Barrington Hills doctor adapts to volcano holdup
John Prunskis of Barrington Hills knows the frustration being felt these days by tens of thousands of business and vacation travelers around the world.
Like them, he saw his foreign travel plans immediately and unexpectedly dashed by the explosion of a volcano in Iceland. He was set to fly to Germany and then to Lithuania to participate in his first hearing of the World Lithuanian Community Commission.
But ash from the erupting volcano canceled his flight, so instead, at 1 a.m. each day this week, Prunskis is logging onto his computer for live coverage and dialing up Skype to attend virtually.
"I set up two computers, side by side, so we could see each other and ask questions," said Prunskis.
Prunskis is among thousands of passengers stranded since April 15 when their Europe-bound flights were canceled after the Eyjafjallajokull volcano erupted, sending an unprecedented amount of ash several miles into the air.
The ominous clouds brought the ailing airline industry to a standstill over Europe, as thousands of flights were canceled and millions of dollars were lost. Industry authorities were worried about dangerous conditions from the ash clogging plane engines.
On Monday, 38 inbound and outbound European flights were canceled at O'Hare International Airport, due to the ash. More than 150 flights from O'Hare to Europe have been canceled since April 15, said Karen Pride, spokeswoman for the Chicago Department of Aviation.
"But some airlines at O'Hare International Airport anticipate they may initiate departures to European destinations later (Monday)," Pride said.
Prunskis, a physician, founder and co-medical director of Elgin-based Illinois Pain Institute, is of Lithuanian descent. While he was born in Chicago, his parents fled Vilnius, Lithuania, in 1944 when it was Communist controlled. His parents were doctors who first arrived in Boston and later settled in Chicago.
Last fall, Prunskis was elected a member of the Lithuanian parliamentary commission, a government group that focuses on major issues, including health care, energy and the economy, and aims to bring in people of Lithuanian heritage to help replenish talent that had been lost there during Communist rule.

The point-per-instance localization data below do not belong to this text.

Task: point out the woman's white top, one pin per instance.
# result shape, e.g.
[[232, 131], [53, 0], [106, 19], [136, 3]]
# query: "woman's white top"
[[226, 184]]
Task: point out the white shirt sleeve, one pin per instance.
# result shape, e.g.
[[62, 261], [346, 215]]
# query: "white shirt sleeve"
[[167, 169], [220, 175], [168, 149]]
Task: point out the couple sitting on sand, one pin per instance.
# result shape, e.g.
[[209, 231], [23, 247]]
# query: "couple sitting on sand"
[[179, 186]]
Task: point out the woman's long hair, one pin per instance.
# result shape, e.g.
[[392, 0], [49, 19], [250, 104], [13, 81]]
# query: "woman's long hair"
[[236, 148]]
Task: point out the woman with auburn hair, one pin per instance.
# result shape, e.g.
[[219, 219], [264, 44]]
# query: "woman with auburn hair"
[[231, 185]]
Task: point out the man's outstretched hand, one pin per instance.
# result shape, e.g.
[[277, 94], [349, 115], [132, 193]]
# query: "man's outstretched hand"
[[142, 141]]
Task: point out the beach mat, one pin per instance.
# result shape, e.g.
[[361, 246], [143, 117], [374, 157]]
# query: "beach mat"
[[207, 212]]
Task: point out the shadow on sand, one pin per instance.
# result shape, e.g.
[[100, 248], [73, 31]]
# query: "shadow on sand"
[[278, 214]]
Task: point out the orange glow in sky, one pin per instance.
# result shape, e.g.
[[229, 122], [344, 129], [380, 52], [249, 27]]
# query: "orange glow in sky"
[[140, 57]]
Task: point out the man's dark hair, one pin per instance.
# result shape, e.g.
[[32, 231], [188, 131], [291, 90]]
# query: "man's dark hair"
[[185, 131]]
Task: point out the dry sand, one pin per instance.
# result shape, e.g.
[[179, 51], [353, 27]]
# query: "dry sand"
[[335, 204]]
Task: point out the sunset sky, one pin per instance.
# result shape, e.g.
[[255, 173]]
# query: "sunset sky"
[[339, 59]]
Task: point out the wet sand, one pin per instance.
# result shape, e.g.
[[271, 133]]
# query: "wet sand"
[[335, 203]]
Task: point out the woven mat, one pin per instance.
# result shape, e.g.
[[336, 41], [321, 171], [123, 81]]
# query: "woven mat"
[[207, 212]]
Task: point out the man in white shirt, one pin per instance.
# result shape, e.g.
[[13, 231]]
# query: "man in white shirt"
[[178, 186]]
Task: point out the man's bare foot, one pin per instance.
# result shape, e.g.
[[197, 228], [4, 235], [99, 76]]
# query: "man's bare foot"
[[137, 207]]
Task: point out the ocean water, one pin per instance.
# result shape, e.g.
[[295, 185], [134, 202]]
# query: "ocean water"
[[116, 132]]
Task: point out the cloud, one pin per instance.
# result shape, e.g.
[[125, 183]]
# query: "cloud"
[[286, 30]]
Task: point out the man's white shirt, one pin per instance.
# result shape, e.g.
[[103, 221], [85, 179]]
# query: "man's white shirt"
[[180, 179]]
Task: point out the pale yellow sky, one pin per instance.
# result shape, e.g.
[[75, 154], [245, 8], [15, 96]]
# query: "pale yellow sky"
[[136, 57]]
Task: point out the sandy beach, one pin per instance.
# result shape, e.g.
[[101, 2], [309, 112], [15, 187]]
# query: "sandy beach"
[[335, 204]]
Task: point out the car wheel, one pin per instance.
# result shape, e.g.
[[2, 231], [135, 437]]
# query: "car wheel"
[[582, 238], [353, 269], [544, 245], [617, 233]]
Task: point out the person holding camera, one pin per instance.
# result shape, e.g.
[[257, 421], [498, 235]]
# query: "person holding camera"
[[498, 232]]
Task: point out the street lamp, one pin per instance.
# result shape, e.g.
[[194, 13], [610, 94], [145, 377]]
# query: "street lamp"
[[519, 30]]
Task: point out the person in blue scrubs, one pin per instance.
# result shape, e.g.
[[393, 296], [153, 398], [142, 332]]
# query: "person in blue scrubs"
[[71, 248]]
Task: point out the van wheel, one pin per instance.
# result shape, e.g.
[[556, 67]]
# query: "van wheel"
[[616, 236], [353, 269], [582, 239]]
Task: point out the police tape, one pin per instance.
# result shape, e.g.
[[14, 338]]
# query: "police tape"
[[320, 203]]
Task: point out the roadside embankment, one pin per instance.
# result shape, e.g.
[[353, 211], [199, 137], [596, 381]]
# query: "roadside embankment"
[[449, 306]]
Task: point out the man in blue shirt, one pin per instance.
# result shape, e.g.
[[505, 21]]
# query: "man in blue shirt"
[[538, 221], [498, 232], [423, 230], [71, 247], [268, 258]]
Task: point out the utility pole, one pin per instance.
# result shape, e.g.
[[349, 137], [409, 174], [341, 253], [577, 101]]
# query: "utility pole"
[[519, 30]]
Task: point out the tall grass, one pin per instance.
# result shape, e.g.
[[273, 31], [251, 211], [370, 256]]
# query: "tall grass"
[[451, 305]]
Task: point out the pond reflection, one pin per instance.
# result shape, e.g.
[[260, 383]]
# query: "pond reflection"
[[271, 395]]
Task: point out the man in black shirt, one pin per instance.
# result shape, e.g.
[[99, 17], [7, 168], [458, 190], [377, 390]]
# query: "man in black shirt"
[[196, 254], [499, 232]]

Prunskis' term is three years and he's required to fly to Lithuania once every six months to participate in the hearings.
The meetings take place all week at 1 a.m. Chicago time and end around 10 a.m., so Prunskis shifted his daytime schedule so he could log on. This round of hearings continues through Friday.
His next hearing will be in October.
Despite the cancellation, he didn't lose anything on his tickets. He'd paid for them with frequent flier miles and the airlines reimbursed the mileage and added a small amount of cash to cover taxes he would have to pay.
Still, he said he's missing the interaction with other commission members and an evening reception hosted by the U.S. ambassador at the U.S. Embassy.
"There is absolutely no question it would have been better for me to be there in person," Prunskis said.